Trevor Daley decided about a week ago that he was ready to end his long playing career and move into a front-office job.
That was years after Jim Rutherford decided that Daley, a defenseman on the Penguins' Stanley Cup-winning teams in 2016 and 2017, was a great candidate to fill one.
"Trevor was a very quiet leader when he played here, and a good player for us," Rutherford said. "He has great character, and was very well-liked. When Trevor left here as a player (to join Detroit as a free agent), I said to a few people the things I just told you about him, the description of him.
"I said, 'I'm going to try to hire him someday, to get into management. I stayed in touch with his agent and told him over those years, 'Remember what I said about Trevor.' So when I heard that Detroit wasn't going to sign him (after his contract expired this year), the conversation got more and more and more (intense). Trevor was thinking about still playing and I just said, 'If he's not playing, I'll have a spot for him here.' "
Daley, 37, moved into that spot Monday, when the Penguins hired him as an advisor to their Hockey Operations staff.
He will evaluate players at the NHL and American Hockey League levels and serve as an "eye in the sky" for the coaching staff during games, although he did not rule out getting into coaching at some point.
"The nature of the position kind of allows me to find my way and gives me some time to find my way," Daley said. "The opportunity is wide-open. I think there's time for me to see both sides, and what I like. ... They gave me the flexibility to freelance and work with both sides of it.
"At this point, I'm not ready to jump into a coaching career or looking for that. I'm leaning more toward management. But with the opportunity, I should try to take advantage of both sides."
Daley's hiring was the Penguins' second major front-office move of the day, coming hours after assistant general manager Jason Karmanos was fired.
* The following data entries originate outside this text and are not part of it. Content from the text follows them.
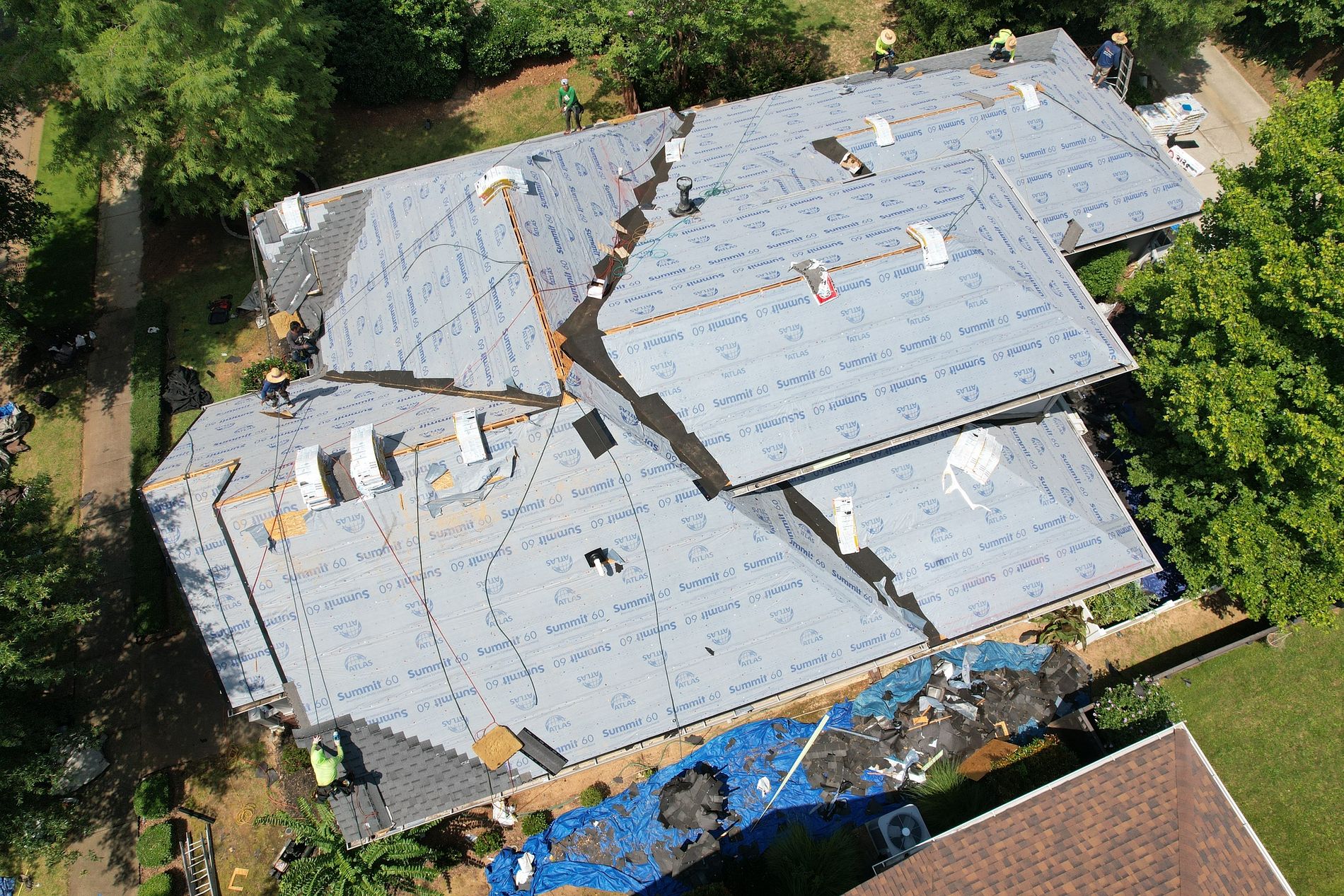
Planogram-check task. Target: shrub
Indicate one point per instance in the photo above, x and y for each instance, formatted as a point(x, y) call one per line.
point(155, 846)
point(1133, 711)
point(1101, 273)
point(158, 885)
point(153, 796)
point(487, 842)
point(535, 822)
point(1121, 603)
point(294, 758)
point(1029, 767)
point(506, 31)
point(252, 376)
point(1062, 628)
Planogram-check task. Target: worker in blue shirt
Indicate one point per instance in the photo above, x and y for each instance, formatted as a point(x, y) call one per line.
point(1106, 57)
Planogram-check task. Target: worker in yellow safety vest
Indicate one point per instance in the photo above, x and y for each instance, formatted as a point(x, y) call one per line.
point(884, 52)
point(325, 766)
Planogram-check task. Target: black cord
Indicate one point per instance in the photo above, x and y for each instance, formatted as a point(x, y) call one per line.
point(485, 582)
point(214, 582)
point(654, 591)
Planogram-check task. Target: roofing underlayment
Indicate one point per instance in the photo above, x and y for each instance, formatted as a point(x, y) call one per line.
point(460, 597)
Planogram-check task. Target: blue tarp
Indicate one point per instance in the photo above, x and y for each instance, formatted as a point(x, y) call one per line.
point(909, 680)
point(628, 821)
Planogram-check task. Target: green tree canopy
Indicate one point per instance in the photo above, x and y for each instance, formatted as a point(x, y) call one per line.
point(1239, 346)
point(43, 598)
point(221, 100)
point(388, 50)
point(397, 864)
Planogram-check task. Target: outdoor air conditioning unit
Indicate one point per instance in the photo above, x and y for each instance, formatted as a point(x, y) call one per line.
point(367, 465)
point(311, 475)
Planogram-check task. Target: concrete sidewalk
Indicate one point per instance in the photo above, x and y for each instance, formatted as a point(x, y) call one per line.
point(1233, 110)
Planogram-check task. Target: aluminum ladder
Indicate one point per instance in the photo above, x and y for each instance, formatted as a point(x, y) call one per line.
point(198, 860)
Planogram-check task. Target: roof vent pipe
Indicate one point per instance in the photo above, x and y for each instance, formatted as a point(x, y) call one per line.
point(685, 206)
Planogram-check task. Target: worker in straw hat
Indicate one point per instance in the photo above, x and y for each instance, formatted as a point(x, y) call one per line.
point(1106, 57)
point(1003, 46)
point(885, 52)
point(274, 386)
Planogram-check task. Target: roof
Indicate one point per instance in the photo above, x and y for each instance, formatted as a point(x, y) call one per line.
point(1151, 818)
point(710, 312)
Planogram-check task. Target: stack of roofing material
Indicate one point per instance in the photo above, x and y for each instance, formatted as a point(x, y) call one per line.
point(1159, 120)
point(1187, 112)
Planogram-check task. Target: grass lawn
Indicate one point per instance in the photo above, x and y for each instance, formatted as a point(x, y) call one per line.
point(847, 28)
point(1272, 722)
point(61, 264)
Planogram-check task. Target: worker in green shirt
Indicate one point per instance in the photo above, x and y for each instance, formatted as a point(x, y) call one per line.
point(1003, 46)
point(884, 52)
point(325, 766)
point(572, 107)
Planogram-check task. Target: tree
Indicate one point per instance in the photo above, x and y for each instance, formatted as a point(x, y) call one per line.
point(1239, 342)
point(389, 50)
point(1159, 27)
point(397, 864)
point(43, 598)
point(679, 53)
point(221, 100)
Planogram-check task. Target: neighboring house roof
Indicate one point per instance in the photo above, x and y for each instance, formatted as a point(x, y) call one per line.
point(1151, 818)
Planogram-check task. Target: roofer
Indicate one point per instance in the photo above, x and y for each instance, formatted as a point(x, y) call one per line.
point(274, 386)
point(325, 766)
point(1106, 57)
point(1003, 46)
point(572, 107)
point(884, 52)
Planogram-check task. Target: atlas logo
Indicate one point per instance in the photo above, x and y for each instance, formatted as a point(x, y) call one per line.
point(687, 679)
point(591, 680)
point(729, 351)
point(699, 554)
point(349, 629)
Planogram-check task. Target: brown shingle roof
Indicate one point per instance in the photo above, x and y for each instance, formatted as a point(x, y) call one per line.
point(1147, 821)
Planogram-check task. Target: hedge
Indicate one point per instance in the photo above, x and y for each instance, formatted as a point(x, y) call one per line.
point(147, 376)
point(156, 885)
point(153, 796)
point(153, 849)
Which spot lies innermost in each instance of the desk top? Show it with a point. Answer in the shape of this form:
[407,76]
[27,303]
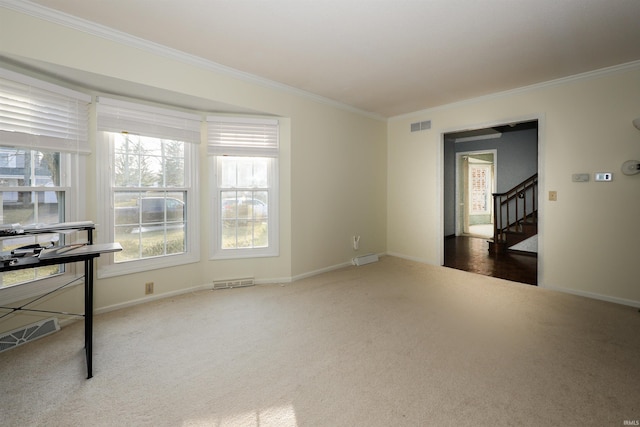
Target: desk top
[61,255]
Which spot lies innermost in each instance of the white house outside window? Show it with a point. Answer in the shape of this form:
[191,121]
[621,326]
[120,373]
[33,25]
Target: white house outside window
[43,134]
[149,188]
[244,176]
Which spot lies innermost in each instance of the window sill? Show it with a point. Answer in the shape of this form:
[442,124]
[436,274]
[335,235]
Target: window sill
[138,266]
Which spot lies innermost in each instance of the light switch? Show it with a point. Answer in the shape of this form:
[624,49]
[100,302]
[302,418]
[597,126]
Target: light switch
[603,176]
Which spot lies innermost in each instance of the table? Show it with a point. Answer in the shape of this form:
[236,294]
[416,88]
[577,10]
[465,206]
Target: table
[85,253]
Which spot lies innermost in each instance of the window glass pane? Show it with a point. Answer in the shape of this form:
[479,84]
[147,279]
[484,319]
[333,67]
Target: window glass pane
[150,224]
[244,210]
[150,220]
[148,162]
[27,168]
[25,176]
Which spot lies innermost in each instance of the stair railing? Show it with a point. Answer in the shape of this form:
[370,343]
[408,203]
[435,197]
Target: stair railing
[515,207]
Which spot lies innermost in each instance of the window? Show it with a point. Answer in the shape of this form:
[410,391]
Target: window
[149,187]
[43,129]
[244,165]
[31,194]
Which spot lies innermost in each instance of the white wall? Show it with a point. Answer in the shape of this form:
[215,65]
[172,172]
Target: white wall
[589,237]
[332,165]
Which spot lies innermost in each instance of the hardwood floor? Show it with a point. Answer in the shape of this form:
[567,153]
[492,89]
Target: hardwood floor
[472,254]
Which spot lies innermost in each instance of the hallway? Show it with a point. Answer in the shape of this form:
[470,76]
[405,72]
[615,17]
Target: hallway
[472,254]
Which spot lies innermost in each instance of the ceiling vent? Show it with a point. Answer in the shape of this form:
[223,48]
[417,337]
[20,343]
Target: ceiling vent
[418,126]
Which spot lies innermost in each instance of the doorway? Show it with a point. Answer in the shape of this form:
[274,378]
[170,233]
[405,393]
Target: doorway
[475,184]
[471,175]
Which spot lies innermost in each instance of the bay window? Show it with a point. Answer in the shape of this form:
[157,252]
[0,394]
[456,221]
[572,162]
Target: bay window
[148,185]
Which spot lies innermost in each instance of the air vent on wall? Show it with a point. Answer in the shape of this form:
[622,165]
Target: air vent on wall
[418,126]
[233,283]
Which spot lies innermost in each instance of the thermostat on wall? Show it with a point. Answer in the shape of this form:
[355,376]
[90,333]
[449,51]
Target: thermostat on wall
[603,176]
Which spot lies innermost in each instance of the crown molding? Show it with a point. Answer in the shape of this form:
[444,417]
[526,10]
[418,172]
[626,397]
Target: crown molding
[37,11]
[537,86]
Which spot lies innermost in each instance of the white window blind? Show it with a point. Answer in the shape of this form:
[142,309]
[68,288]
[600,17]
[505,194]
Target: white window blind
[230,136]
[38,115]
[120,116]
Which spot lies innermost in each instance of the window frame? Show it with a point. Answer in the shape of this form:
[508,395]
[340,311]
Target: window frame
[215,248]
[238,136]
[107,267]
[40,97]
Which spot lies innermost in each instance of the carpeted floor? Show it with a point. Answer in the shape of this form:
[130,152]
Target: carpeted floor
[395,343]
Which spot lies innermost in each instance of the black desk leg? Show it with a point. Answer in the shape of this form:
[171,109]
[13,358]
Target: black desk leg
[88,315]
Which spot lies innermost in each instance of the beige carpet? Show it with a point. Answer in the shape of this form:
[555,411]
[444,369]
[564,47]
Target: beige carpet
[393,343]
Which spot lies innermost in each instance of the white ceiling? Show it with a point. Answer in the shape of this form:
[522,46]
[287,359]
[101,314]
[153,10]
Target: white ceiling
[387,57]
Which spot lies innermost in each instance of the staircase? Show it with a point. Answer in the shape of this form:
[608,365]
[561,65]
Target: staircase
[516,215]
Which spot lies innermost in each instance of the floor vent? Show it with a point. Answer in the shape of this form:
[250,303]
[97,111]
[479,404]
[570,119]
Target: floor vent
[365,259]
[234,283]
[28,333]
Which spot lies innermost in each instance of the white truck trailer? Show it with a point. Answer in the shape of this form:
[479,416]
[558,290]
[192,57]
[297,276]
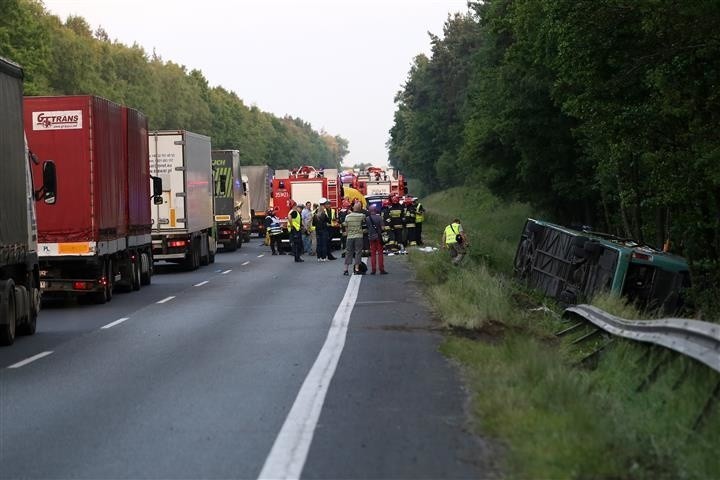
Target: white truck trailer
[183,225]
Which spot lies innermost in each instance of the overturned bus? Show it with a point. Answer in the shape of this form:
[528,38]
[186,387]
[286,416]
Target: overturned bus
[572,266]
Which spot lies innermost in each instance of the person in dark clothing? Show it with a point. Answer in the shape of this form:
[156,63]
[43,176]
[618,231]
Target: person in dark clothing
[375,224]
[321,221]
[331,220]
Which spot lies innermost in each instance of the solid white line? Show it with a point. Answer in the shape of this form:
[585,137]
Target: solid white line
[31,359]
[289,452]
[116,322]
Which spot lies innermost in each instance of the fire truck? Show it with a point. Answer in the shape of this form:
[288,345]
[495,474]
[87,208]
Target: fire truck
[301,185]
[376,182]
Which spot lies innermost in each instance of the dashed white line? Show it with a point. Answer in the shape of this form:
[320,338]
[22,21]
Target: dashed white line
[290,450]
[116,322]
[31,359]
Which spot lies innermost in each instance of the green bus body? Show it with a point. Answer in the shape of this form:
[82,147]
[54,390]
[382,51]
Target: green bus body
[572,265]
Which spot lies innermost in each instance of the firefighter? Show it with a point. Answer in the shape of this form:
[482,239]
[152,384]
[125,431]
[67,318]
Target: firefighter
[332,215]
[387,229]
[409,220]
[419,219]
[295,230]
[274,231]
[394,220]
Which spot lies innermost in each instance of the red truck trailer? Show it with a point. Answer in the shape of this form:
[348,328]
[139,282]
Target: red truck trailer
[95,237]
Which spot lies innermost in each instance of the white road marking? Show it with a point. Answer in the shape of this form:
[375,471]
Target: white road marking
[30,360]
[376,302]
[289,452]
[116,322]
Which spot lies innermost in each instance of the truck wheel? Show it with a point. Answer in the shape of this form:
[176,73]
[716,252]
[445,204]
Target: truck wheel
[136,282]
[205,259]
[30,325]
[146,276]
[232,246]
[7,312]
[192,261]
[106,294]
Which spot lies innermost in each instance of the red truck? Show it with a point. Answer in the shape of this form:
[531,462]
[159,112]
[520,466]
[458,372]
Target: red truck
[97,236]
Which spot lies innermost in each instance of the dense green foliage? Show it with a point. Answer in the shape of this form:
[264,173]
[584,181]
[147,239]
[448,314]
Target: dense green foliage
[69,58]
[599,112]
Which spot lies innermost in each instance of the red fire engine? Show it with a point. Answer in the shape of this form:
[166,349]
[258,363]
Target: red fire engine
[376,182]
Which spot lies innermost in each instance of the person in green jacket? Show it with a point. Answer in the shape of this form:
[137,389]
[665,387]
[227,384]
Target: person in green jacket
[455,240]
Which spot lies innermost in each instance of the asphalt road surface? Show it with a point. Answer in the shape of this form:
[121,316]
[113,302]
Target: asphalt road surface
[253,367]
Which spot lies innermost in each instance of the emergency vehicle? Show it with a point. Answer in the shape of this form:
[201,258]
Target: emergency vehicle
[377,182]
[301,185]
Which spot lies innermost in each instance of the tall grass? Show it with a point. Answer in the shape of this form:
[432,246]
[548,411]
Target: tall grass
[631,413]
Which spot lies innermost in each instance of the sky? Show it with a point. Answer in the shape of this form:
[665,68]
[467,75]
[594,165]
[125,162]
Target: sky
[335,64]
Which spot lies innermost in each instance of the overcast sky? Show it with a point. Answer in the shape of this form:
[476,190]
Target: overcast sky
[336,64]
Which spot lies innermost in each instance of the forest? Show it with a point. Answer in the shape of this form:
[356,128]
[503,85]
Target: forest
[603,113]
[68,58]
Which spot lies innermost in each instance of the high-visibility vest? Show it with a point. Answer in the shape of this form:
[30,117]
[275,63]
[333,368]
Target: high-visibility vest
[295,223]
[451,231]
[312,218]
[419,213]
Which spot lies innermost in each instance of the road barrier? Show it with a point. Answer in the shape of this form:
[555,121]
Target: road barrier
[693,338]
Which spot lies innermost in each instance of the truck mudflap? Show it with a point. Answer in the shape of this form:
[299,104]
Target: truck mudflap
[170,248]
[68,285]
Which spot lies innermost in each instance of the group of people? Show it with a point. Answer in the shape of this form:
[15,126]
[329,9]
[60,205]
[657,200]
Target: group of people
[310,226]
[373,230]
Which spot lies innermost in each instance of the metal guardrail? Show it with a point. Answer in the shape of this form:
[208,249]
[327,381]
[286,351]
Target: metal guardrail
[693,338]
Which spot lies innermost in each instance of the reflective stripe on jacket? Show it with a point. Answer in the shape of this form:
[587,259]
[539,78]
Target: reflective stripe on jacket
[451,231]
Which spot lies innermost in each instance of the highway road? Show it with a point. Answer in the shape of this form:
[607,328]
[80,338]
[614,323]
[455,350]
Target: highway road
[253,367]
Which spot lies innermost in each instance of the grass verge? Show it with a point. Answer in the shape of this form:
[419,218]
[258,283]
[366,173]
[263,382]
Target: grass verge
[628,411]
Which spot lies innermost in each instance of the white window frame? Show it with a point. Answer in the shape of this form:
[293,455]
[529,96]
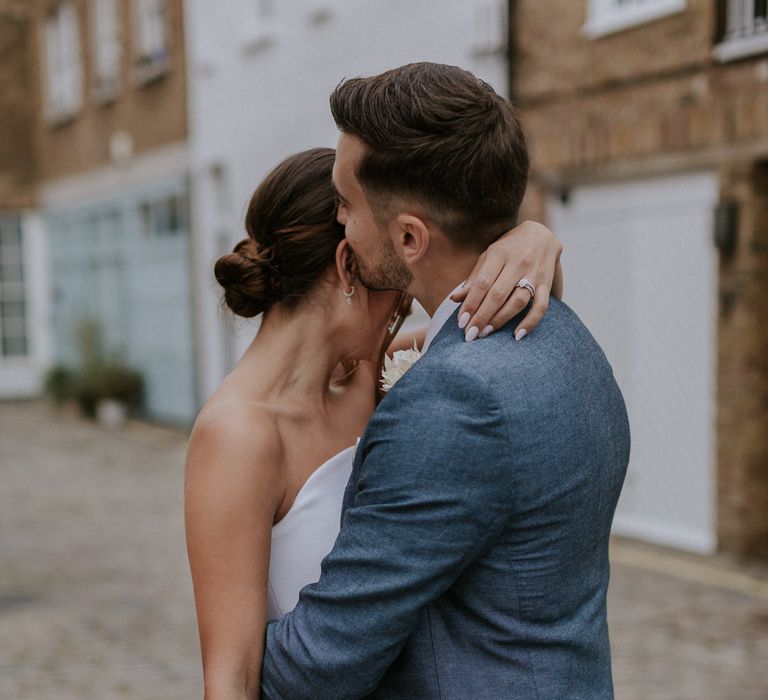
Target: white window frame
[490,28]
[63,63]
[745,34]
[13,292]
[106,49]
[610,16]
[151,38]
[260,25]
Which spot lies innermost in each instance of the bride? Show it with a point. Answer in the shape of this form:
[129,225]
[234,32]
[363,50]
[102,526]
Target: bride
[271,450]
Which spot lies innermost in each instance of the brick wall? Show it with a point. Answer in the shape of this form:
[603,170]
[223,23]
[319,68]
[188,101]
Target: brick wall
[743,370]
[17,108]
[648,101]
[153,114]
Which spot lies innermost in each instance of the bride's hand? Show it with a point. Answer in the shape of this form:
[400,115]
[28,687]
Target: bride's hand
[489,296]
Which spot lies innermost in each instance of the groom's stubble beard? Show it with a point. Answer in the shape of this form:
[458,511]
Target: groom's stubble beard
[390,272]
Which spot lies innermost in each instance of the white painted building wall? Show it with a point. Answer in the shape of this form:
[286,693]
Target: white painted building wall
[261,74]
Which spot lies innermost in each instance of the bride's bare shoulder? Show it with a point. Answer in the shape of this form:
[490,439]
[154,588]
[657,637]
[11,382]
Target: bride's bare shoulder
[236,436]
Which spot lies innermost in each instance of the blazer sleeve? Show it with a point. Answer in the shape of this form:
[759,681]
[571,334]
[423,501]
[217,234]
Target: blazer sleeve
[433,491]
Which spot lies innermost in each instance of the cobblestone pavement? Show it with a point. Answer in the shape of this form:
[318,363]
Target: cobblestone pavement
[96,603]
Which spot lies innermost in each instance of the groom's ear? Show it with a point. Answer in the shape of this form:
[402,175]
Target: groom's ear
[414,237]
[346,264]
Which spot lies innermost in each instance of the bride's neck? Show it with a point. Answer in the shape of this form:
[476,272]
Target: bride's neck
[294,355]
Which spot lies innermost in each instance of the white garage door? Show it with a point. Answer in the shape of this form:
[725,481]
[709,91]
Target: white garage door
[640,270]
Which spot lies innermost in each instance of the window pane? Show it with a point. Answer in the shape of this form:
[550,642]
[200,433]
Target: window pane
[14,347]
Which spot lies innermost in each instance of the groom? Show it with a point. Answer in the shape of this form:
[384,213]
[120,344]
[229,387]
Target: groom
[472,561]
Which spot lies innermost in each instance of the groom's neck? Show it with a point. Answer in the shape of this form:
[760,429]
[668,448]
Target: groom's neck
[437,278]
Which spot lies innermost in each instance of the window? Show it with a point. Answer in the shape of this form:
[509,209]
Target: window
[13,321]
[105,40]
[151,30]
[608,16]
[260,25]
[164,218]
[64,72]
[744,29]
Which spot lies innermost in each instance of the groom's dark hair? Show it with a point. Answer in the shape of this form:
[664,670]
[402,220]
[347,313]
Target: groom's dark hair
[437,136]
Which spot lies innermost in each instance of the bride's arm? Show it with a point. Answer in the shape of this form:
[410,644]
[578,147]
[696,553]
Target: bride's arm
[490,299]
[531,250]
[232,491]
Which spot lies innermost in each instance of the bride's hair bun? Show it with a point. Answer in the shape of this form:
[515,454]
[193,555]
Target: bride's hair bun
[248,279]
[292,237]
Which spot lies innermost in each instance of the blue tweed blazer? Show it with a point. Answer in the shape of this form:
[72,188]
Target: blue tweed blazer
[472,561]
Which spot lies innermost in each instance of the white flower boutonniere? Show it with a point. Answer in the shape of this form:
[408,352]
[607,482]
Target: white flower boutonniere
[394,369]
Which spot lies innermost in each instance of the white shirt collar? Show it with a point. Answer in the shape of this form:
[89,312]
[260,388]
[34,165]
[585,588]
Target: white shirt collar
[441,315]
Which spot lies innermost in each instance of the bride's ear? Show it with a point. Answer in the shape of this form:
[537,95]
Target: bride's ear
[346,265]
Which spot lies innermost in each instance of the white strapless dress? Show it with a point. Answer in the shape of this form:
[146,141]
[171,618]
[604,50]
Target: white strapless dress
[306,533]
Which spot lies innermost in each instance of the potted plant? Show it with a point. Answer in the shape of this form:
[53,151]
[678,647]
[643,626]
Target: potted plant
[61,385]
[108,391]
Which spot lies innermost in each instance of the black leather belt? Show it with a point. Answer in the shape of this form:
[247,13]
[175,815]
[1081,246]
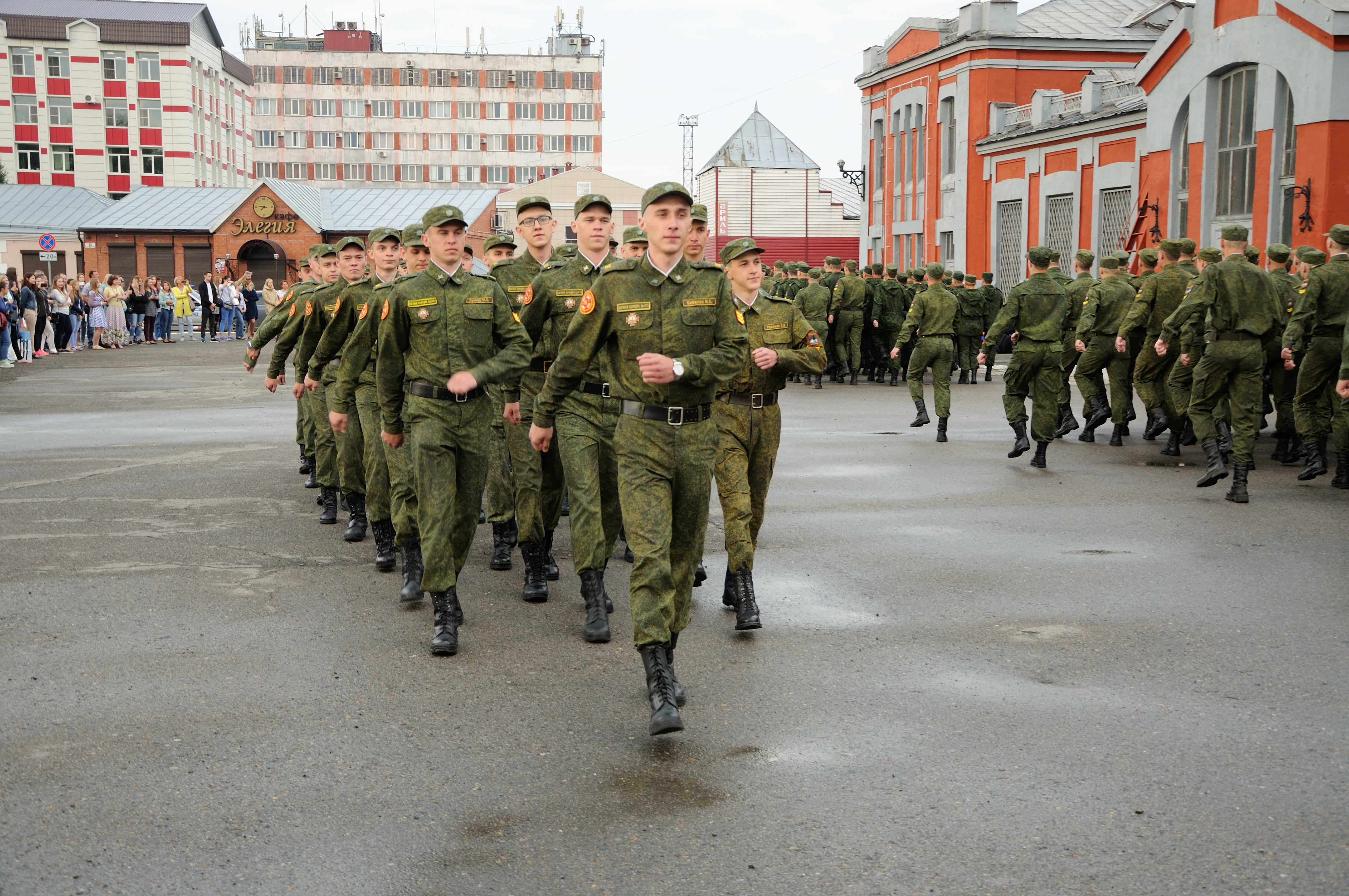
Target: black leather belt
[674,416]
[749,400]
[427,390]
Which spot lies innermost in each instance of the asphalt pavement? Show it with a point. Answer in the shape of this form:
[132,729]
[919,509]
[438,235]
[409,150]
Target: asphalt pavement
[973,677]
Karmanos was one of Rutherford's first hires after he replaced Ray Shero as GM in 2014, and recently was named general manager of their AHL affiliate in Wilkes-Barre.
Rutherford offered a curt "No" when if he would elaborate on why Karmanos was fired, and another "No" when asked if it resulted from "anything nefarious."
In a statement released by the team, he characterized it as part of an ongoing makeover of his staff.
"We would like to thank Jason Karmanos for his contributions to the organization over the past six years," Rutherford said. "I have been evaluating our Hockey Operations department, and this is the first part of the process to reorganize our group."
Rutherford said he plans to hire at least one assistant general manager, a role that is unfilled at this point.
Karmanos, via a text message, said he did not want to discuss his firing, but seemed taken aback by it.
In the interim, Erik Heasley, the Penguins' manager of hockey operations, will take on Karmanos' responsibilities as GM in Wilkes-Barre and Sam Ventura, the team's director of hockey research, will assume his other duties.
"I have full trust in them," Rutherford said. "We're OK, until we get everybody in place."
A source familiar with the situation said that Karmanos' firing is not tied to an imminent return to the organization by Jason Botterill, who was Rutherford's associate GM before being named GM in Buffalo in 2017.
Botterill, who was fired by the Sabres in the spring, is a strong candidate to rejoin the Penguins at some point, but there's no indication that it will happen in the immediate future. He has about two years remaining on his contract with Buffalo.
Daley, meanwhile, was without a contract after the one he signed with Detroit three years ago expired following last season.
Ending his 16-year playing career, he said, "was a difficult decision," but he is "excited about the opportunity" the Penguins offered when he spoke with Rutherford and team president David Morehouse last Monday.
"I still thought (a week ago), that playing was a (possibility), so I was hanging onto that," he said. "But when I had the talk with Jim, making the decision to leave the game ... was a lot easier."